Quantitative MALDI-TOF- and -FTICR imaging

For normalization, nine layers of deuterated imatinib (imatinib-D8) were deposited on the slides using a SunCollect sprayer (SunChrom GmbH, Friedrichsdorf, Germany): 2.5 pmol/µL solution, flow rate 15 µL/min, spray head distance 45 mm and speed 300 mm/min. Slides were stored in a desiccator at room temperature for one hour to allow drying of the IS. For positive-ion mode measurements, five layers (flow rates of 10, 15, 3 × 20 μL/min) of 2,5-Dihydroxybenzoic acid (DHB) matrix (60 mg/mL in 50% acetonitrile, 0.5% Trifluoroacetic acid) were subsequently sprayed onto the tissue at 300 mm/min as described previously41.

MALDI-TOF-qMSI data acquisition was performed on an ultrafleXtreme MS using flexControl 3.4 (Bruker Daltonics GmbH; for instrument parameters, see Supplementary Methods). High-resolving-power MSI (m/z 150–3000; R: 260,000 at m/z 300) was recorded in positive-ion mode on a solariX 7T XR FTICR mass spectrometer (Bruker Daltonics). The raster width was 200 μm for calibration curves for quantification and 50 μm for all human samples. The instrument was calibrated externally using quadratic mass calibration with peptide calibration standard II including dasatinib (m/z 488.21). For imatinib calibration curves, equal square-sized measurement areas containing identical pixel numbers were defined over each calibration spot by an in-house MATLAB tool.

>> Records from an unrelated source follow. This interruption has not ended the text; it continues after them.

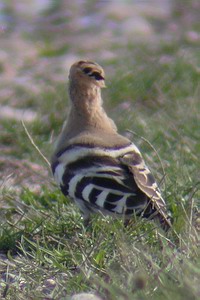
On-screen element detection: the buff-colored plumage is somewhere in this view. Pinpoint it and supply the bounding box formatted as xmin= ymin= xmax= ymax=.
xmin=52 ymin=61 xmax=171 ymax=229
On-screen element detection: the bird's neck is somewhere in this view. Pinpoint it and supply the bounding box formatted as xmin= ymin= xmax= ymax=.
xmin=65 ymin=82 xmax=116 ymax=134
xmin=69 ymin=84 xmax=103 ymax=117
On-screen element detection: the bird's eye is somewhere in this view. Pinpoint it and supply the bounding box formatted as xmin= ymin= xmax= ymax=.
xmin=83 ymin=67 xmax=92 ymax=74
xmin=89 ymin=72 xmax=105 ymax=80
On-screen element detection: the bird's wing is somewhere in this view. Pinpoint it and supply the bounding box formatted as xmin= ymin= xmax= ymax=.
xmin=120 ymin=152 xmax=171 ymax=226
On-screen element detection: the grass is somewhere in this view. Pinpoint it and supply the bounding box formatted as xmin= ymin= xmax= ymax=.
xmin=0 ymin=3 xmax=200 ymax=300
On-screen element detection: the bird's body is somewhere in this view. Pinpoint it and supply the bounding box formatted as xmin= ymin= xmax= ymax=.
xmin=52 ymin=61 xmax=171 ymax=229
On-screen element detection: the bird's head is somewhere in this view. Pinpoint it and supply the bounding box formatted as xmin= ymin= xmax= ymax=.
xmin=69 ymin=60 xmax=106 ymax=88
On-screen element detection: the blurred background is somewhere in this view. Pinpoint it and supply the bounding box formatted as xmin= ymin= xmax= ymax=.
xmin=0 ymin=0 xmax=200 ymax=190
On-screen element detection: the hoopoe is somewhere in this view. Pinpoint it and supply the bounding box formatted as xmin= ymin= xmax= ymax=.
xmin=51 ymin=61 xmax=171 ymax=230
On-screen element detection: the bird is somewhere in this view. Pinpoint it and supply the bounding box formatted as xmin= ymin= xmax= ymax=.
xmin=51 ymin=60 xmax=171 ymax=231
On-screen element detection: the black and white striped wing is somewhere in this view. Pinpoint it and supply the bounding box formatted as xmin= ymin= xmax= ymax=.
xmin=58 ymin=155 xmax=147 ymax=215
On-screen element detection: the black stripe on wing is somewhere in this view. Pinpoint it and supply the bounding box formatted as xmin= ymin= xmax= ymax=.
xmin=67 ymin=155 xmax=119 ymax=172
xmin=56 ymin=142 xmax=132 ymax=157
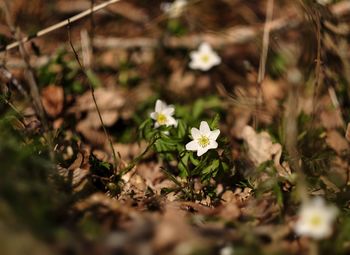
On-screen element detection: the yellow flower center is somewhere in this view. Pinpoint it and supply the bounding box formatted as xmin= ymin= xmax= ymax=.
xmin=310 ymin=215 xmax=322 ymax=227
xmin=201 ymin=54 xmax=209 ymax=63
xmin=157 ymin=113 xmax=168 ymax=125
xmin=198 ymin=135 xmax=210 ymax=148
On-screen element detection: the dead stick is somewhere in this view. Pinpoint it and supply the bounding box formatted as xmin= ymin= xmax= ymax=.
xmin=0 ymin=0 xmax=120 ymax=52
xmin=68 ymin=19 xmax=118 ymax=169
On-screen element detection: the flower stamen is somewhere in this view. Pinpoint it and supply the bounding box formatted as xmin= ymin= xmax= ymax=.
xmin=157 ymin=113 xmax=168 ymax=125
xmin=198 ymin=135 xmax=210 ymax=148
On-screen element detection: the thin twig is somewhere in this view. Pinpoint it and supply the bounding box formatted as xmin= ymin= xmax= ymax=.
xmin=2 ymin=1 xmax=54 ymax=161
xmin=67 ymin=19 xmax=118 ymax=169
xmin=0 ymin=0 xmax=120 ymax=52
xmin=254 ymin=0 xmax=274 ymax=129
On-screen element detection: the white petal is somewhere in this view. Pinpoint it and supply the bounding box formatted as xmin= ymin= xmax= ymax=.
xmin=149 ymin=112 xmax=158 ymax=120
xmin=211 ymin=53 xmax=221 ymax=66
xmin=155 ymin=99 xmax=167 ymax=112
xmin=163 ymin=105 xmax=175 ymax=116
xmin=206 ymin=141 xmax=218 ymax=150
xmin=190 ymin=51 xmax=199 ymax=60
xmin=191 ymin=128 xmax=201 ymax=140
xmin=197 ymin=62 xmax=212 ymax=72
xmin=199 ymin=42 xmax=212 ymax=53
xmin=199 ymin=121 xmax=211 ymax=136
xmin=188 ymin=60 xmax=199 ymax=70
xmin=209 ymin=129 xmax=220 ymax=141
xmin=166 ymin=116 xmax=177 ymax=127
xmin=186 ymin=141 xmax=199 ymax=151
xmin=197 ymin=146 xmax=208 ymax=157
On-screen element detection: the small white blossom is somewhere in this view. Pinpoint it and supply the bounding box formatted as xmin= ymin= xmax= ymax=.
xmin=294 ymin=197 xmax=338 ymax=239
xmin=220 ymin=246 xmax=234 ymax=255
xmin=160 ymin=0 xmax=188 ymax=18
xmin=189 ymin=42 xmax=221 ymax=71
xmin=186 ymin=121 xmax=220 ymax=157
xmin=316 ymin=0 xmax=332 ymax=5
xmin=150 ymin=100 xmax=177 ymax=128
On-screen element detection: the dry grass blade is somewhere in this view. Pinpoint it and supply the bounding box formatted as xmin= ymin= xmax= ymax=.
xmin=0 ymin=0 xmax=120 ymax=52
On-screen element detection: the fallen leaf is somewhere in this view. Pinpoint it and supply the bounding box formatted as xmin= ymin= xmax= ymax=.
xmin=41 ymin=85 xmax=64 ymax=117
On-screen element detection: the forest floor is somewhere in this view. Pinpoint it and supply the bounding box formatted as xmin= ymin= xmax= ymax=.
xmin=0 ymin=0 xmax=350 ymax=255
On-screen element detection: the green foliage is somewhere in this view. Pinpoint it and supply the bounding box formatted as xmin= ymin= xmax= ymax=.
xmin=0 ymin=114 xmax=67 ymax=238
xmin=139 ymin=97 xmax=233 ymax=200
xmin=37 ymin=49 xmax=101 ymax=94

Data import, conversion and preprocessing

A total of 48 MALDI-TOF- and three MALDI-FTICR- qMSI-datasets were acquired and exported into imzML format42 using flexImaging 4.1 (Bruker Daltonics) with a binning rate of 120,000. The imzML datasets were subsequently imported into R 3.3.1 (R Foundation for Statistical Computing, Vienna, Austria)43 using MALDIquantForeign and processed using MALDIquant packages44. Mass spectra were normalized to the maximum peak intensity over the mass range m/z 502.32 ± 100 ppm (MALDI-TOF-qMSI) and ±10 ppm (MALDI-FTICR-qMSI) of the sprayed IS imatinib-D8. Neither baseline correction nor further pre-processing of spectra were performed. All subsequent analysis and visualization (mainly with ggplot2 and fmsb packages) were performed using R.

Regression models and quantification

Linear regression analysis for calibration of the spotted imatinib dilution series was performed as described in9,10. Nonlinear regression was performed by fitting a power function as a calibration curve in the form of y = axb + c model (for details see Supplementary Methods; Calibration Curves). For MALDI-qMSI of imatinib in tissue, the mean intensity of signal-bearing pixels, i.e. imatinib signal with signal to noise ratio (S/N) ≥ 3, of each tissue section was plugged into the fitted nonlinear regression model. The limits of detection (LOD) and quantification (LOQ) in this study were computed as mean of all individually fitted calibration curves (48 for MALDI-TOF-qMSI and 3 for MALDI-FTICR-qMSI; see Supplementary Fig. S4). To assess imatinib ion suppression within different tissues, TEC10 was calculated as the ratio of the mean intensity of the deuterated IS (m/z 502.32 ± 100 ppm) within each tissue section to its mean intensity in the IS and matrix control area. RSE was used for quality of fit comparison, as R2 is not defined for nonlinear fits45.